Wollte mal fragen, da es ja bekannt ist das Minecraft selbst auf höllenmaschinen nicht ganz sauber läuft, wieso Mojang nicht das Spiel einmal neu Programiert mit einer neuen Engine anstatt mit java. Notch hat doch selber mal gesagt das er Mc relativ schnell und und unsauber geschrieben hat. 

An den finaziellen mitteln sollte es ja nicht liegen oder ? 

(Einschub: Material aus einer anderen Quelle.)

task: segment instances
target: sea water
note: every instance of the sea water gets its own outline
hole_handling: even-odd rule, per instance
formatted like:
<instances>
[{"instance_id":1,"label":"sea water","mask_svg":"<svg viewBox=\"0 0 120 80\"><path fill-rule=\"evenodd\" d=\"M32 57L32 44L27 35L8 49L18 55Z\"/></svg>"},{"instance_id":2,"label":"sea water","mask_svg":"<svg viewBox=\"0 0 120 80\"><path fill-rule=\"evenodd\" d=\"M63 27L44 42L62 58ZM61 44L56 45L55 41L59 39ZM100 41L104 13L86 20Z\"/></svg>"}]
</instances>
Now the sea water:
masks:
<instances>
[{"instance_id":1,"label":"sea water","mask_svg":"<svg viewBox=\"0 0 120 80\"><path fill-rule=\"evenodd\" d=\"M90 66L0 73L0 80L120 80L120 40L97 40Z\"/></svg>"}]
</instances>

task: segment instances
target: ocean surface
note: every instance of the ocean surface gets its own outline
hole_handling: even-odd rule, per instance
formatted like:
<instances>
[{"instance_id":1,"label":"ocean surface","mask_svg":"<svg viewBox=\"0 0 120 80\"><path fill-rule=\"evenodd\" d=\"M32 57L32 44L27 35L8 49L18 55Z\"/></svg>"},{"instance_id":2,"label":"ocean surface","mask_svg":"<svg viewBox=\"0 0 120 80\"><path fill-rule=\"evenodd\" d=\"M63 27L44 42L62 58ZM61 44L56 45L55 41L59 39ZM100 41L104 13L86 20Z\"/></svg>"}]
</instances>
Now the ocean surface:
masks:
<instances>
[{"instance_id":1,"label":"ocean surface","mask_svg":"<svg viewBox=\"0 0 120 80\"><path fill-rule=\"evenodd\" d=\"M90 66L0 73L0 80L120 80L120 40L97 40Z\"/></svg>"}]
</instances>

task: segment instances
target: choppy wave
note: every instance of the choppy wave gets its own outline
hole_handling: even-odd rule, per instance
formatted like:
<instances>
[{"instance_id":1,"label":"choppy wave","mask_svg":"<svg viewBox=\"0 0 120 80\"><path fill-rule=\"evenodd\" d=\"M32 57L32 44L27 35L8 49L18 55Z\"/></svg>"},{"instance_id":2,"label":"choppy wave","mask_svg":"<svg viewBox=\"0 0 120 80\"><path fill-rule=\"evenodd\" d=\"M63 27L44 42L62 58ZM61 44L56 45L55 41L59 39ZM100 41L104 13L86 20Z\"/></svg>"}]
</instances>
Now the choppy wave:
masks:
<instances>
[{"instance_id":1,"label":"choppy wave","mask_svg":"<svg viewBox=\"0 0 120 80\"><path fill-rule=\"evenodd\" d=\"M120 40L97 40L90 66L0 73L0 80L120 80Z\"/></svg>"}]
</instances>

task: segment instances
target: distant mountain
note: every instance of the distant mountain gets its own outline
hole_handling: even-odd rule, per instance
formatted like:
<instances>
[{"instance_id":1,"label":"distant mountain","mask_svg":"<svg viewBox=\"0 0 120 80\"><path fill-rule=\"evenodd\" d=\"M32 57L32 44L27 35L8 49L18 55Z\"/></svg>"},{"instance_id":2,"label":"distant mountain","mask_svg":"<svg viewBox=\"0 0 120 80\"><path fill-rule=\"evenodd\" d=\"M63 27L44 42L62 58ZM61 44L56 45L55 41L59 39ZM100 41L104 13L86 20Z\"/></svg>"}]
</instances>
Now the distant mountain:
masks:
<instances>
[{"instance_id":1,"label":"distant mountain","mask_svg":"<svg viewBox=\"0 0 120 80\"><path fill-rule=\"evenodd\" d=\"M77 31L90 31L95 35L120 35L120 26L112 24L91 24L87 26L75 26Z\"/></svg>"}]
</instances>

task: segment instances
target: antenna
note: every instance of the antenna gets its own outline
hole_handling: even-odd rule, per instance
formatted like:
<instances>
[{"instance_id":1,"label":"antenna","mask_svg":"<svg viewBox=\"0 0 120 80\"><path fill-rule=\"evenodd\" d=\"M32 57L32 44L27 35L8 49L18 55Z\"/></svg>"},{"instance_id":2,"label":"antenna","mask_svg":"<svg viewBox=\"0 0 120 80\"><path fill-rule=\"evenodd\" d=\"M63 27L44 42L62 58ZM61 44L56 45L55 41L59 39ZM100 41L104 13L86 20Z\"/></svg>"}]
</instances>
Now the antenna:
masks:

Also kennt jemand einen Grund wieso das kein Thema zu sein scheint ? 

Lg Jonas


----------



## Maggolos (29. März 2013)

Weil MC auf fast jedem Rechner läuft, ABER !:

- Wenn man tausende Grafikmods drin hat
- Java unsauber installiert ist
- Man zu viel erkundet (sind so circa 1000Stunden Laufen)

dann ruckelt es.


----------



## Leandros (29. März 2013)

Java ist gar nicht mal langsam. Alle denken das nur. Java ist durch die VM, in den Ausführungszeiten sehr schnell, klar, nicht unbedingt gleich auf mit Cpp aber nahe dran.
Minecraft laggt, weil es unsauber Programmiert worden ist, nicht weil Java zu "langsam" ist.


----------



## Laudian (29. März 2013)

Das Minecraft ziemlich verschwenderisch mit Rechenleistung umgeht, ist ja allgemein bekannt. Dafür läuft es fast völlig unabhängig vom System auf dem es ausgeführt wird, und dementsprechend sind keine Optimierungen nötig / möglich.
Außerdem kann (Java-)Minecraft recht leicht gemoddet werden, was effizienteren Sprachen nicht unbedingt der Fall wäre. Da müsste der Entwickler dann eine Addon Schnittstelle zur Verfügung stellen.


----------



## Memphys (30. März 2013)

Laudian schrieb:


> Das Minecraft ziemlich verschwenderisch mit Rechenleistung umgeht, ist ja allgemein bekannt. Dafür läuft es fast völlig unabhängig vom System auf dem es ausgeführt wird, und dementsprechend sind keine Optimierungen nötig / möglich.
> Außerdem kann (Java-)Minecraft recht leicht gemoddet werden, was effizienteren Sprachen nicht unbedingt der Fall wäre. Da müsste der Entwickler dann eine Addon Schnittstelle zur Verfügung stellen.


 
Wo wir beim Thema sind, damit scheint Mojang ja massive Probleme zu haben. Die wollten sie eigentlich schon lange fertig haben.


----------